Claire: Our experience working in the private sector, industry, and government in aerospace engineering has provided a strong foundation of knowledge for how we create our STEM curriculum. We actively maintain relationships with STEM industry and engineering academic professionals to keep our knowledge of current career needs up to date. We also participate in conferences throughout the nation, like NASA’s Space Exploration Educators Conference. It educates K-12 professionals on the future STEM career needs with NASA and its partners.
What type of impact are you having on introducing students to STEM subjects?

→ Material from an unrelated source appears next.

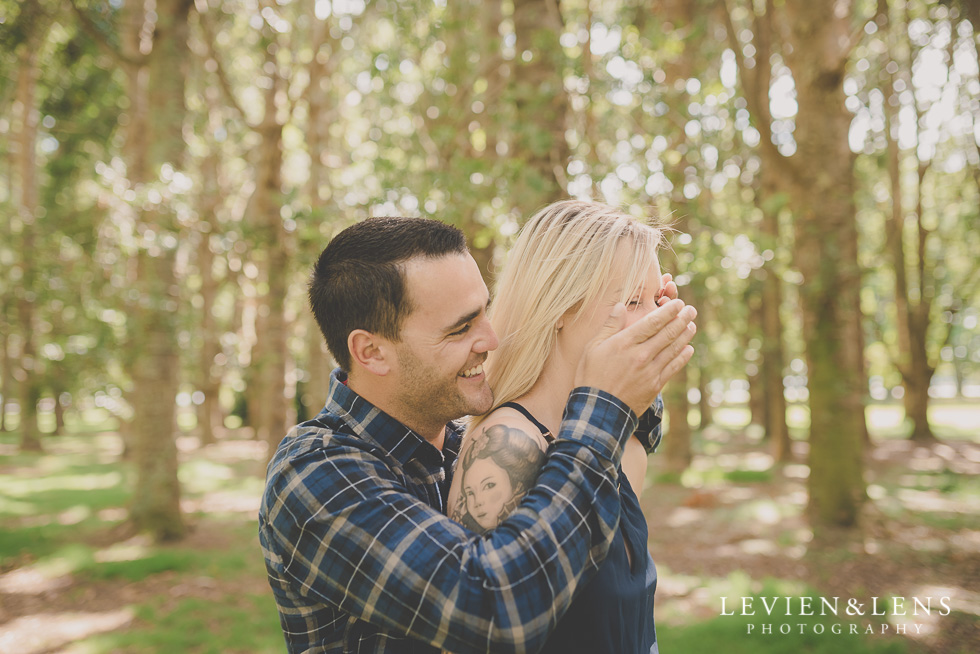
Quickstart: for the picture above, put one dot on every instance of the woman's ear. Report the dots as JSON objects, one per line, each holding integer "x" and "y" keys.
{"x": 369, "y": 351}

Natasha: Space Club is a project that we’re proud to have created. After leaving the DoD, I joined a nonprofit, Communities In Schools of San Antonio, as the STEM Director. I was tasked with developing a STEM club that would connect with at-risk youth who had trouble finding the motivation to stay in school. I wanted to find a way to attract all students and avoid any preconceived notions about STEM. I started Space Club in 2014 with the thought that giving students a window into the beauty of space—and teaching the journey of humankind's exploration of other worlds—is a powerful tool to inspire and engage an interest in science and engineering. I faced challenges from administrators who didn’t want to support another afterschool program. They felt that students wouldn’t be interested and didn’t see any academic benefit. I pushed forward knowing that Space Club had huge potential to make a difference for students that had few role models in science and engineering, and who struggled with high poverty and dropout rates. One school took a chance, and I will never forget the first day of Space Club. Over 60 students stood in line to attend the meeting. Since then, over 500 students have joined Space Club at 5 different middle schools. With the support of a team of teachers and STEM mentors, we have launched rockets, visited mission control at NASA, sent weather balloons to collect data at 100,000 feet, and designed human colonies on the Moon and Mars. We are now an integral part of the district’s STEM pipeline toward a STEM Early College High School, and we have inspired school-wide STEM Family Nights at every elementary and middle school campus. I started Space Club because of my educational background, but I did not expect the awesome impact that launching a rocket and imagining a colony on Mars can have on a student's confidence and dreams.
Where do you see your future in STEM?
Claire: One of our main goals is to help educators equip students to successfully achieve their goals. Dreams may change. I am not an astronaut candidate, but I achieved my goal of being a part of the exciting world of aviation. I’m also close to attaining my private pilot’s license. The key is knowing how to get where you want to be and having the support to get there. We are excited to be a part of the STEM education movement and inspiring youth to pursue careers in engineering and aviation!